Le changement dans l’espoir de retrouver la sécurité et la paix, l’espoir qu’un jour nos compatriotes pourront aller travailler aux champs sans être inquiétés, l’espoir pour les fonctionnaires et les travailleurs de toucher un salaire décent, et enfin l’espoir pour cette jeunesse désabusée et abandonnée à elle-même de disposer d’une bonne éducation, de la formation et de l’emploi.

Je reçois cet appel comme une mission de salut public découlant d’une attente forte de la base. Je mesure cette grande responsabilité à laquelle je ne peux me dérober, donc je m’incline respectueusement devant votre choix.

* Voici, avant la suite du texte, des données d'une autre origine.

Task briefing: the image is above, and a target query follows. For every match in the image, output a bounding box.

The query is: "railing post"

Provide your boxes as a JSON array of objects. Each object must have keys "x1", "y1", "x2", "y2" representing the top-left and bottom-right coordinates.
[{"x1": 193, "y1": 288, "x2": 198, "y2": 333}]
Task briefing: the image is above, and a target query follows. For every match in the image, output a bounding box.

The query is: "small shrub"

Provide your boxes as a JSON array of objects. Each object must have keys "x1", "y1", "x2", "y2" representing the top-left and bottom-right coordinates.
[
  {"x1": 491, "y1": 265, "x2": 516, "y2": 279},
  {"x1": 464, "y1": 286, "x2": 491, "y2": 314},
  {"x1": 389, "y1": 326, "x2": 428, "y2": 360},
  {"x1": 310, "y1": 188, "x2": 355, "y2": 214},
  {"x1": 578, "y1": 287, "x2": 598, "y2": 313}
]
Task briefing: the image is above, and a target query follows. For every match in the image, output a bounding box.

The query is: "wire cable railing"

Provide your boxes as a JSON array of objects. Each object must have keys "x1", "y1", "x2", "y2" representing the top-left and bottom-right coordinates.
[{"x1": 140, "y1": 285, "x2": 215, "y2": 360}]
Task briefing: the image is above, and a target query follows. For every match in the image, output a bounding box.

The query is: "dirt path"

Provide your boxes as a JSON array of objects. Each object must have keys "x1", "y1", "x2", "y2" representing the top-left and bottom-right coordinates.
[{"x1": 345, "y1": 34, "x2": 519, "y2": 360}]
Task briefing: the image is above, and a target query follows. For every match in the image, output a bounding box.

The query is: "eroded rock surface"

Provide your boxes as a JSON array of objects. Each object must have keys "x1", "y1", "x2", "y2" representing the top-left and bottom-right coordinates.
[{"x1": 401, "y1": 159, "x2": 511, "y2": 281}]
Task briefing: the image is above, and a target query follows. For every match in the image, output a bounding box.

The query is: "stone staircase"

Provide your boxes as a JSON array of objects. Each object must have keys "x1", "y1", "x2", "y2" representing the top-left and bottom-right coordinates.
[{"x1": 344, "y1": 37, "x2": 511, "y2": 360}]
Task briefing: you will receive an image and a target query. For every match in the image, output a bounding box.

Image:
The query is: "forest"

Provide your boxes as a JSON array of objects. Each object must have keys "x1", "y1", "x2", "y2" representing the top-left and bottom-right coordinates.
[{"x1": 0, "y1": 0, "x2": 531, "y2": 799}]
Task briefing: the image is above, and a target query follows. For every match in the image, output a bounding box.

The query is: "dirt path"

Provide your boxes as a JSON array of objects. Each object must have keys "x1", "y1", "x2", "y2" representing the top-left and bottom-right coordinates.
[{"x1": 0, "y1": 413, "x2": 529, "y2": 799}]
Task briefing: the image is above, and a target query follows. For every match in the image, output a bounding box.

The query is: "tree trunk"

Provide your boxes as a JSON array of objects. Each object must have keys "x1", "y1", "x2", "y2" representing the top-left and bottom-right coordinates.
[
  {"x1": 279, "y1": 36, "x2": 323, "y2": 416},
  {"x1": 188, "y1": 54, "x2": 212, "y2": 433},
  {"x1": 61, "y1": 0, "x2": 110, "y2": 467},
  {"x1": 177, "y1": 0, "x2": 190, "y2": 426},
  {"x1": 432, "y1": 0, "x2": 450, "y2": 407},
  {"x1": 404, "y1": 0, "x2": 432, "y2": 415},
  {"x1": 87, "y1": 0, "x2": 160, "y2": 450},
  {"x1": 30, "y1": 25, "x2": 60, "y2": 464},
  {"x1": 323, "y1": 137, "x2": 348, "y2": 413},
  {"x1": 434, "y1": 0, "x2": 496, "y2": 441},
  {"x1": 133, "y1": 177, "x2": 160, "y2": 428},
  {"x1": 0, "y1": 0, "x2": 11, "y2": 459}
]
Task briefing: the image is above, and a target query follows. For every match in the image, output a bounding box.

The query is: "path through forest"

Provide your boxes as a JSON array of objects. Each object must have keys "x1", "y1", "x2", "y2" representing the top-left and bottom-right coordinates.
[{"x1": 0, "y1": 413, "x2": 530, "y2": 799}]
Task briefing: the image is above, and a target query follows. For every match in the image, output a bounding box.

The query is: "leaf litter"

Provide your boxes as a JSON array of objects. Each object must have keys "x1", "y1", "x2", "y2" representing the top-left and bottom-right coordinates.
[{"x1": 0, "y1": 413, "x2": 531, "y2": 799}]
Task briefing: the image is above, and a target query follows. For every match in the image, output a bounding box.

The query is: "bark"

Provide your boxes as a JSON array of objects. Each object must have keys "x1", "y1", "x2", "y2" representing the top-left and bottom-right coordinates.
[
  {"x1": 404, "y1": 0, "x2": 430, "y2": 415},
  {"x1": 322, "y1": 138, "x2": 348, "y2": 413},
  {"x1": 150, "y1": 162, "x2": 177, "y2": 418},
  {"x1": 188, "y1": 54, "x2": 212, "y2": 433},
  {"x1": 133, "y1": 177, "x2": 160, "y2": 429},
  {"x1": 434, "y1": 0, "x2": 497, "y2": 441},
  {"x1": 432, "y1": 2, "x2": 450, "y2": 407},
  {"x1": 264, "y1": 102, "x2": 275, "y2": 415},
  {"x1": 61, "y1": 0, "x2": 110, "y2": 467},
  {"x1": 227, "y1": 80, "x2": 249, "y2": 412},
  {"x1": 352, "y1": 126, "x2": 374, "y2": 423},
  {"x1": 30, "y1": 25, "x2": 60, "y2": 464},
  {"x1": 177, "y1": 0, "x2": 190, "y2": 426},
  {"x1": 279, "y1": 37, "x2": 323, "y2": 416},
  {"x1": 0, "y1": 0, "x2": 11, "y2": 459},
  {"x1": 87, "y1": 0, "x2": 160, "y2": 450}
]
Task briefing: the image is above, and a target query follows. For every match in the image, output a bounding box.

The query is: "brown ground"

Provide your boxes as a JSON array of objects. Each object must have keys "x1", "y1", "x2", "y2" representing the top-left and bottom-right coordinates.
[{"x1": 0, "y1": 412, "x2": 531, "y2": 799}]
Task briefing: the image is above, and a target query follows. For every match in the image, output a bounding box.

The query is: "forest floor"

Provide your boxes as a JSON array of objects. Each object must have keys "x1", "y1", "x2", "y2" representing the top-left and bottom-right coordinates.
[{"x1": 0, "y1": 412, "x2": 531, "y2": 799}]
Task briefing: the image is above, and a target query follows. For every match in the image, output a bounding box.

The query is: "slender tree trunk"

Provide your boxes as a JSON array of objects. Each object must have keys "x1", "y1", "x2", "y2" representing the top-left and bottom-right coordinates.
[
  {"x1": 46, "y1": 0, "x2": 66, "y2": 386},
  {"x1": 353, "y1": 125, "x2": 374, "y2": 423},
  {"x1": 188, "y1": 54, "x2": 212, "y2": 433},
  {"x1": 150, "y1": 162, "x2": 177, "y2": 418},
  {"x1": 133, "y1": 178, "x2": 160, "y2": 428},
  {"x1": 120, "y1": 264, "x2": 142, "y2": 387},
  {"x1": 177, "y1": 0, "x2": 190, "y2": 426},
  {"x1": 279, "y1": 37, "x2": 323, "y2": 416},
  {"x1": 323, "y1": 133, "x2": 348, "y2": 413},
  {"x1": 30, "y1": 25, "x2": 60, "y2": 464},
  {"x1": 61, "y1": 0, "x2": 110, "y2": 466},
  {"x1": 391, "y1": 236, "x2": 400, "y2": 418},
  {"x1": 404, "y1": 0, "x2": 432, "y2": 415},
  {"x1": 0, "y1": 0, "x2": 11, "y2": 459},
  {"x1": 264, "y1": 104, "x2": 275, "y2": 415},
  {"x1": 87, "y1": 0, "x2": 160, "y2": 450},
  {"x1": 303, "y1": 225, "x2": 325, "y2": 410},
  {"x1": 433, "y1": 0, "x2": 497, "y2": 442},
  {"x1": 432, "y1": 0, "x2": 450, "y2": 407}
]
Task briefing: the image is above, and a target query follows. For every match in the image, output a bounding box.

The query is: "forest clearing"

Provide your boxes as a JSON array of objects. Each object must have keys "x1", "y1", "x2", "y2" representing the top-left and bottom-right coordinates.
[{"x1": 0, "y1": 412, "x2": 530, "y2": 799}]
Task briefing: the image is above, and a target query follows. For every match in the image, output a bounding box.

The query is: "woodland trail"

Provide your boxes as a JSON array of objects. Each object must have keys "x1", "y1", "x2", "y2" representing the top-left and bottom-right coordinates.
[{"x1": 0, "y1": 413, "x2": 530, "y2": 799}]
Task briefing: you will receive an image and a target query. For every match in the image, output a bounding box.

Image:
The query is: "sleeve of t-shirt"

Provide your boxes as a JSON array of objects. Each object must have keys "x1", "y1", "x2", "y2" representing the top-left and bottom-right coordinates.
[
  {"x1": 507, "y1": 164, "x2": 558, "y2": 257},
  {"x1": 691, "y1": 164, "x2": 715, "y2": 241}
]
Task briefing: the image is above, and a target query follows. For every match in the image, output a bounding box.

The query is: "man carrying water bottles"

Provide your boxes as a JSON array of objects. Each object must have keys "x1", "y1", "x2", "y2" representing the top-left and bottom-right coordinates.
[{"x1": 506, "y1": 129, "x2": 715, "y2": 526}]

  • Distingués invités en vos rangs et grades, tout protocole observé;
  • Chers congressistes ;
  • Militants et militantes du BTK ;
  • Mesdames et Messieurs ;

Permettez-moi de souligner que les défis auxquels fait face notre pays sont divers et immenses. Aujourd’hui beaucoup des centrafricains sont convaincus que notre  pays est sortie du chemin de progrès, que le pire s’installe, ou même s’est installé durablement.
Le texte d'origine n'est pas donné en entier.